A pesar de esta explicación, los fiscales de la Fiscalía de Roma, liderados por Francesco Lo Voi, rechazaron la solicitud de arresto domiciliario para Lavitola, sosteniendo que el ataque tenía como objetivo aumentar la popularidad de Ranucci y potencialmente apoyar sus ambiciones políticas. La investigación sobre el atentado se intensificó después del arresto de Lavitola el 10 de agosto, luego de una orden de detención preventiva emitida por el juez Iole Moricca. Durante el interrogatorio, Lavitola admitió haber encargado el ataque, aunque insistió en que se hizo por la seguridad de Ranucci.
Su equipo legal argumentó que Lavitola había mostrado voluntad de cooperar con los investigadores y que no había riesgo de contaminación de pruebas o fuga. Sin embargo, los fiscales mantuvieron su postura en contra de otorgarle arresto domiciliario, citando preocupaciones sobre la gravedad potencial del crimen y sus implicaciones. Según la acusación, Lavitola planeó el ataque para elevar el perfil público de Ranucci, lo que podría facilitar su entrada en la política. Los fiscales notaron que Lavitola había discutido con Ranucci la posibilidad de una carrera política, incluso sugiriendo una candidatura presidencial dentro de dos años.

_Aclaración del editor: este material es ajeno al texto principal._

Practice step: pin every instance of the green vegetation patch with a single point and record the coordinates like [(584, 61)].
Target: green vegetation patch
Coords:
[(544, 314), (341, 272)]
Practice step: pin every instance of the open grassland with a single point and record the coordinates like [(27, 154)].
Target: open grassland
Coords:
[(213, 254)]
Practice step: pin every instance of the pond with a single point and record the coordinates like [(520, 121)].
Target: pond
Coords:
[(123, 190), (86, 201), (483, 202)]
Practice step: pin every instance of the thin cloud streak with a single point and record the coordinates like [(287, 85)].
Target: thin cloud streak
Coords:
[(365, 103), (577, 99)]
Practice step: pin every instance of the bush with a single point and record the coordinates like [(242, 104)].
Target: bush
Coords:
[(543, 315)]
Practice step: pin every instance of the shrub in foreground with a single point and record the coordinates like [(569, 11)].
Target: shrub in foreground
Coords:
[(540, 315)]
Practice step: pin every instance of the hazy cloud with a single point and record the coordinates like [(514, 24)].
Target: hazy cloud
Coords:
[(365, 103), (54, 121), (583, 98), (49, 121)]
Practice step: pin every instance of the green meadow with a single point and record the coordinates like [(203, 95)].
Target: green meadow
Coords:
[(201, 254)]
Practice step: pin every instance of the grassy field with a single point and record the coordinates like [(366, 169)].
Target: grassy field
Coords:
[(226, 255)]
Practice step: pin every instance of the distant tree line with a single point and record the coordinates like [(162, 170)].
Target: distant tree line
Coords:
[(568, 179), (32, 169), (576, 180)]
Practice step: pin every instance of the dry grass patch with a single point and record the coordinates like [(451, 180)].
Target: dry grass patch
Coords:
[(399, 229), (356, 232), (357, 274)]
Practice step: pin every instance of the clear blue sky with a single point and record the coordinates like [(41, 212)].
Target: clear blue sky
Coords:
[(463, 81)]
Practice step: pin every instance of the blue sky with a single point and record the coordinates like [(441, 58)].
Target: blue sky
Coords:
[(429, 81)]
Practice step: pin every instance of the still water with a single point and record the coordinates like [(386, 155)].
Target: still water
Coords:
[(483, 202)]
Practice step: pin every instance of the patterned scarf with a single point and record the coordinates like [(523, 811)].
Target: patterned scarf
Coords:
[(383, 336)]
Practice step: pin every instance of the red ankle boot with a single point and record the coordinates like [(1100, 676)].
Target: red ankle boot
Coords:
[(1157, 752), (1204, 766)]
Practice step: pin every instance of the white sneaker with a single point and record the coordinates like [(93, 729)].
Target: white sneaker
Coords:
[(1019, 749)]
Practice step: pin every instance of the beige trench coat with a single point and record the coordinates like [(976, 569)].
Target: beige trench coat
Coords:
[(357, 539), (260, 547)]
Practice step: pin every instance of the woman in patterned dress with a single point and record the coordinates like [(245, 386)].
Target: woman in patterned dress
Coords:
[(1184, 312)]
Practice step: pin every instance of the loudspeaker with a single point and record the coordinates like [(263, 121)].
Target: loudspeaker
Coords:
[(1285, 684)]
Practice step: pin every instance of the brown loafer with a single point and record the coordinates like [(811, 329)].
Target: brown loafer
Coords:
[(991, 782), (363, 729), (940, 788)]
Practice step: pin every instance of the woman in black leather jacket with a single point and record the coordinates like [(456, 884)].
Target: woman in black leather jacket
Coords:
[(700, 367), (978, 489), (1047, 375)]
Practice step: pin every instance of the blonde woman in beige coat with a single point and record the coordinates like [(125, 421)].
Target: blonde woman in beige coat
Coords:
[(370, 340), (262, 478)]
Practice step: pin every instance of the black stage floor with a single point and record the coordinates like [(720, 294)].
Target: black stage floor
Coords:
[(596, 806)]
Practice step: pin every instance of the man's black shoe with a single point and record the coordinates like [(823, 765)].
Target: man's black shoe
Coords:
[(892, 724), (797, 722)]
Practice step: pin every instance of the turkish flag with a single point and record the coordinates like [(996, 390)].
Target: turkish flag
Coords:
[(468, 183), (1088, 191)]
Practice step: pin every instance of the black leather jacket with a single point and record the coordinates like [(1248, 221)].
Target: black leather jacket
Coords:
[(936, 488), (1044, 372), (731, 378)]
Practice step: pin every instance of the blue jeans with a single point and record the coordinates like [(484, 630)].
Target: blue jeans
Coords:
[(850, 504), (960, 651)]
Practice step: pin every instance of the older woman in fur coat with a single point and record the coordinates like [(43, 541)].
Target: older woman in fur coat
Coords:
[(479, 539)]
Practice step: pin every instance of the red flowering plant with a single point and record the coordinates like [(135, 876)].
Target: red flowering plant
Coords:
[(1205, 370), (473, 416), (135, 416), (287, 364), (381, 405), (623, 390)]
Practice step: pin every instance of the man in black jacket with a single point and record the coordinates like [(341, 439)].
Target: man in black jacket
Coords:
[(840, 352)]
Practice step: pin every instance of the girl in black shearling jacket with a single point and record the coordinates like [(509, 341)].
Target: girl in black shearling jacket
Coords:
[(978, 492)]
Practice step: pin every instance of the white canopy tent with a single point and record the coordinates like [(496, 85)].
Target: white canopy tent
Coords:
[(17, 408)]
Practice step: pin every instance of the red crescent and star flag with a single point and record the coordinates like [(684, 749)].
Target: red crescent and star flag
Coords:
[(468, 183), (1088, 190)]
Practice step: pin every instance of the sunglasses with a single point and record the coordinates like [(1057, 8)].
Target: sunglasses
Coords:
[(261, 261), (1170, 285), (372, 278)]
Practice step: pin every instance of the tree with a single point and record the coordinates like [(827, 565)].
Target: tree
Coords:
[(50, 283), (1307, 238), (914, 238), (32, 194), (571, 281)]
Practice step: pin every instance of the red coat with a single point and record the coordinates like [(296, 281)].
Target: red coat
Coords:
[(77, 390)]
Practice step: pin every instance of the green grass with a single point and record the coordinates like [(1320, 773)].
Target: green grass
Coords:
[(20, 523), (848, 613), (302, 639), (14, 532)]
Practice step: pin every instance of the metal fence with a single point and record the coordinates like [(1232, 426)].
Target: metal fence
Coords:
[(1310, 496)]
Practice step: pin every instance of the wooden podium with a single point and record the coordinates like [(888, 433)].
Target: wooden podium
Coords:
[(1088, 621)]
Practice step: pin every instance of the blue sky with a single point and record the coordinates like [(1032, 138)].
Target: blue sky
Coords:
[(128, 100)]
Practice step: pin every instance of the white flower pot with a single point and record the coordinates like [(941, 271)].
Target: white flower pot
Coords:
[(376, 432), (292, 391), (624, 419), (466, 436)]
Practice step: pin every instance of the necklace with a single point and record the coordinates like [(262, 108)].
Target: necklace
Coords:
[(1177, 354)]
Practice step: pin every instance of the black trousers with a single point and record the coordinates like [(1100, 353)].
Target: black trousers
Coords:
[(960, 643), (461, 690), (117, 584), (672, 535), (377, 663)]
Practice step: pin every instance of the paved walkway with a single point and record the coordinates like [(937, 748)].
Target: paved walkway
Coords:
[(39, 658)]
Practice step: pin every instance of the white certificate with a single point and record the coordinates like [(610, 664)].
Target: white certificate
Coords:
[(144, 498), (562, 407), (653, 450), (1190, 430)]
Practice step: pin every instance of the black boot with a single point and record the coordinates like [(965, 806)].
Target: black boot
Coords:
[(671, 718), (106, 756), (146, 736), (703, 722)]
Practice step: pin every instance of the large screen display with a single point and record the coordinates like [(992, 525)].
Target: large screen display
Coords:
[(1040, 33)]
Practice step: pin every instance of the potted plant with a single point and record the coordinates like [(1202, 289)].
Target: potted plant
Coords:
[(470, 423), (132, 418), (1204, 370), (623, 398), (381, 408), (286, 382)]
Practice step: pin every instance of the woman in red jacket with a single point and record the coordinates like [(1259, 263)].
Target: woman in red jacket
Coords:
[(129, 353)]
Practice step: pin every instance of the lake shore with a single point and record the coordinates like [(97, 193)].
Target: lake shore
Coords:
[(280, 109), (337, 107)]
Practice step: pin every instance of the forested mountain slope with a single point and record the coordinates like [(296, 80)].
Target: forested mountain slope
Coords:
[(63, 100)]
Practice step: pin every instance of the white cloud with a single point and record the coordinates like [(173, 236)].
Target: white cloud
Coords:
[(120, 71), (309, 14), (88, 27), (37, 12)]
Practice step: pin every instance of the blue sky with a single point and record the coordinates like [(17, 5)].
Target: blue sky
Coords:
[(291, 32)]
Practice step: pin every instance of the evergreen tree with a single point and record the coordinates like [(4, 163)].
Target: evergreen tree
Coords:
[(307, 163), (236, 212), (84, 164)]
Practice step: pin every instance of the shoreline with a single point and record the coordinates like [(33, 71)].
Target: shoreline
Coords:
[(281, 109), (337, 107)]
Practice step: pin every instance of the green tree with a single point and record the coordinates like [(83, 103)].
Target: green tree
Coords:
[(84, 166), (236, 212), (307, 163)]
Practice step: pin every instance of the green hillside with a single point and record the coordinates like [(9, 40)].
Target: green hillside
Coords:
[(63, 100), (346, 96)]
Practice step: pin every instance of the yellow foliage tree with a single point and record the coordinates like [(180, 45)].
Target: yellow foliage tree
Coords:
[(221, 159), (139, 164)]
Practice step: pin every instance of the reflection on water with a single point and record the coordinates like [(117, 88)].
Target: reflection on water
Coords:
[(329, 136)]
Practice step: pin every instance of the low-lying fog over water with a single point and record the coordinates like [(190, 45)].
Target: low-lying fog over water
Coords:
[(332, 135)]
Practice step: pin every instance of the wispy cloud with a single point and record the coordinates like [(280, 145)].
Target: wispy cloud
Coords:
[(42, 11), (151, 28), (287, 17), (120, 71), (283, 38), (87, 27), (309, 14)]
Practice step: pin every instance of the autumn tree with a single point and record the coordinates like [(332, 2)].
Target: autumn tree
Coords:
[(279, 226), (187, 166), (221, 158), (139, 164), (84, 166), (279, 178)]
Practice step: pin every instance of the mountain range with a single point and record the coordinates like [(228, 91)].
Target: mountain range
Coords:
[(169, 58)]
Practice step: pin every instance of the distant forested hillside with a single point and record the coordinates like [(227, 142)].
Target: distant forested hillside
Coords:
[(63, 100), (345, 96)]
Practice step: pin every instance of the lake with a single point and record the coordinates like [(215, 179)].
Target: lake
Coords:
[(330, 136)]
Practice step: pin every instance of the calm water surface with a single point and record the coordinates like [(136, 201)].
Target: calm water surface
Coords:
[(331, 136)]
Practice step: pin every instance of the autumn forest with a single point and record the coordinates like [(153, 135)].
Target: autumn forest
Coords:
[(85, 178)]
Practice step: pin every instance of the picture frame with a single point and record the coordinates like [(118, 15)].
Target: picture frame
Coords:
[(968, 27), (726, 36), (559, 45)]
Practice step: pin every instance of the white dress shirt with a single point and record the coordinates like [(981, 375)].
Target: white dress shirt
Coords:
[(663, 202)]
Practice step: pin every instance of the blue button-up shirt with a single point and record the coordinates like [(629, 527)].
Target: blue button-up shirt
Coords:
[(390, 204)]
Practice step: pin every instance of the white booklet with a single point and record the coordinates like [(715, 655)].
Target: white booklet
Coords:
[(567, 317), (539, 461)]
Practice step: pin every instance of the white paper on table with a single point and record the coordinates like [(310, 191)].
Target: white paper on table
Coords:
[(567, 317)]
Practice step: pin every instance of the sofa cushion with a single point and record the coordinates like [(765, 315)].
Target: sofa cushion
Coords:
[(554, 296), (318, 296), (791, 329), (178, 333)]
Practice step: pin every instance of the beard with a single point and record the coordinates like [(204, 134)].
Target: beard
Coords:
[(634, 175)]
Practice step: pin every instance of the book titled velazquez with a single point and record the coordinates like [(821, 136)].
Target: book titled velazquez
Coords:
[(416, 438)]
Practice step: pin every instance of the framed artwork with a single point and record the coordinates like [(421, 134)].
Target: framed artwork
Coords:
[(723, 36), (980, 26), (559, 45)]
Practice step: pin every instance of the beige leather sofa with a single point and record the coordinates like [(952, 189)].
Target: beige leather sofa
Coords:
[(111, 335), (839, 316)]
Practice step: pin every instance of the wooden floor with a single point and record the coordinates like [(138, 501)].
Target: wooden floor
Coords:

Este relato contradijo la afirmación de Lavitola de que el ataque fue únicamente para la protección de Ranucci. Los documentos judiciales indican que Lavitola encargó una encuesta para medir la popularidad de Ranucci, apoyando aún más la teoría de que el atentado fue motivado políticamente. El abogado de Ranucci, Roberto De Vita, expresó su incredulidad ante las afirmaciones de Lavitola, afirmando que lo dejaron "conmocionado" y destacó el absurdo de tal supuesto motivo. Señaló que Ranucci había estado bajo protección constante desde 2021 debido a amenazas de muerte creíbles, lo que hace cuestionable la necesidad de seguridad adicional.
De Vita hizo hincapié en que si bien la credibilidad de las declaraciones de Lavitola sería evaluada, la conmoción inicial se debió a la irracionalidad percibida del motivo. Mientras tanto, la investigación continúa con el análisis del teléfono móvil y la computadora de Lavitola, que se espera que tarde varias semanas. Una vez completada, los fiscales podrían convocar a Ranucci para interrogarlo como parte informada. Además, el asociado de Lavitola, Gomes Clesio Tavares, que se cree que está en África, se enfrenta a un procedimiento de extradición.
La detención de Lavitola y las reclamaciones posteriores han planteado preguntas sobre la naturaleza de la relación entre el periodista y el empresario, particularmente dadas las supuestas aspiraciones políticas vinculadas con el atentado.